One common barrier to building multifamily housing is a shortage of land zoned for multifamily residential uses. In jurisdictions that do not have sufficient multifamily zoned land, a housing overlay zone can be used on top of existing land uses to allow housing development in a particular location without needing to amend the general plan and zoning ordinance.
As demographics and consumer preferences shift, demand has grown for walkable communities with a mix of uses, but this type of development is undersupplied. In particular, more housing is needed in the “missing middle”—housing types between single family detached subdivisions and high-rise apartments in terms of scale and density.
There is a severe shortage of housing affordable to low- and moderate-income households within San Mateo County. The following jurisdictions have subsidized affordable housing complexes:
- Daly City
- East Palo Alto
- Menlo Park
- Redwood City
- San Carlos
- San Mateo
- San Mateo County
- Multifamily housing provides more efficient use of land and building infrastructure than single family development types.
- Multifamily housing can be built at a range of heights and densities, and at complementary scale and character to surrounding neighborhoods.
- New affordable multifamily housing is often indistinguishable from, and built alongside, market-rate housing.
- Affordable multifamily properties may have a variety of affordability levels, such as units serving moderate, low, and very low income households, or may focus on one income band, such as 60-80 percent of Area Median Income.
- Develop informational resources: Create “visualizing density” graphics to illustrate how various densities (dwelling units/acre) look from the street and from above – in particular, show lower-density multifamily developments that are suitable for residential neighborhoods.

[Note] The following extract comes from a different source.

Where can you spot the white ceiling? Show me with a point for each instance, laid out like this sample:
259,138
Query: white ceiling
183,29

- Educate your community: Demonstrate how density makes certain services and amenities viable – how various density thresholds make transit, neighborhood retail, or better retail offerings (e.g. new cafes and restaurants) possible.
- Engage in-person: Host “tour of homes” walking tours or open houses to showcase recent affordable multifamily projects.
- Highlight success stories: Feature stories of residents in local affordable multifamily projects.
- Tool: Multifamily Development, Housing Innovations Program, Puget Sound Regional Council
1 Achieving Lasting Affordability Through Inclusionary Housing, Robert Hickey, Lisa Sturtevant, and Emily Thaden, Lincoln Institute of Land Policy, 2014.